Type species: Goniatites abichianus Möller,1879,p.230 [M].


[Spath, 1930, p.8]: "Involute, smooth, subglobose goniatites with Gastrioceras suture-line, but rounded umbilical border."

[Ruzhentsev, 1974, p.27:] Large subdiscoconic shell, with narrow venter. Whorls highly involute. Umbilicus narrow (Du/D in the range 0.11-0.15), conical in first whorls, sometimes step-like in final whorls. Sculpture represented by well-developed, fine, medium or coarse lirae covering only the peripheral part of the shell, and by very fine lines. The number of lirae varies in the range 12-40. Umbilical tubercles and constrictions absent even on early whorls. Lines forming ventral sinus. Ventral lobe fairly broad (wl/hl>1), with diverging sides and broad, sharply asymmetric, fanglike branches; median saddle of average height (hy/hl~ 0.50), with narrow apex.
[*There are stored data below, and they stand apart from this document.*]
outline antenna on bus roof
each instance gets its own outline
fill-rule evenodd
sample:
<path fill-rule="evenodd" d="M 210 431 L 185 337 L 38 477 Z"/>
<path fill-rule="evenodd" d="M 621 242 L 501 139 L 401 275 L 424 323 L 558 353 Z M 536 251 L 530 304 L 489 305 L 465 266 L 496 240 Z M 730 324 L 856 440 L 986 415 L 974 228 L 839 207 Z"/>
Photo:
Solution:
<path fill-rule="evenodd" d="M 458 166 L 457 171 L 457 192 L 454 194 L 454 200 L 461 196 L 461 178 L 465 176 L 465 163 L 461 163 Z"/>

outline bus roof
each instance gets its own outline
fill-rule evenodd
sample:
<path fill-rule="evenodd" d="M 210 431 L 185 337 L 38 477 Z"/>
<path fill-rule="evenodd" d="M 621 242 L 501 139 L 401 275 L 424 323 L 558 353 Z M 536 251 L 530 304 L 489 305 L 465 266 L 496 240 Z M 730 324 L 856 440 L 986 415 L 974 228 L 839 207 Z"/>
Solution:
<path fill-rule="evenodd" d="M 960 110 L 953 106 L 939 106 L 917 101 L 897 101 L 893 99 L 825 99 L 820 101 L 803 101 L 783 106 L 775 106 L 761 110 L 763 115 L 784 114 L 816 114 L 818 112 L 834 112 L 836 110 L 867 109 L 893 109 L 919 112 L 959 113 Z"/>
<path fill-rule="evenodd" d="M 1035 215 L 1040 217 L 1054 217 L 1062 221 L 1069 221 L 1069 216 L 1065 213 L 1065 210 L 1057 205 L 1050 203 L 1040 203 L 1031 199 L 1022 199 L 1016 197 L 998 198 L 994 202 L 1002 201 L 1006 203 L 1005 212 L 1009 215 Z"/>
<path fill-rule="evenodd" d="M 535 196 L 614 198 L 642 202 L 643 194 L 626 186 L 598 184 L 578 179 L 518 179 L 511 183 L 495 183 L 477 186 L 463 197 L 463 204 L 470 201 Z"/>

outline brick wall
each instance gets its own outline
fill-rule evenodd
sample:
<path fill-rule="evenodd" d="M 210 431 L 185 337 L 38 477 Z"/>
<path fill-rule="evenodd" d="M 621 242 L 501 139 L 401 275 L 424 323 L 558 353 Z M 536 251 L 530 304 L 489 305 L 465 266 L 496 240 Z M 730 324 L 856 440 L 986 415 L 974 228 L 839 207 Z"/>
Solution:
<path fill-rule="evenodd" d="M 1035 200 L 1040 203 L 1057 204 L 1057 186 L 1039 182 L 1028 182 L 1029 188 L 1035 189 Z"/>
[Miller & Furnish, 1940, p.82: Conch subglobular to subdiscoidal and rounded ventrally. Umbilicus moderately large to moderately small. Surface of conch bears numerous longitudinal ribs or lirae. Umbilical zones nodose at least during early growth-stages. In some forms umbilical nodes are lost during adolescence whereas in others they are retained until maturity. Sinuous transverse constrictions also are present during at least early growth-stages but are lost during ontogenetic development. Sutures are of the typical gastrioceran type, that is, each forms a total of eight lobes, only the ventral one of which is divided].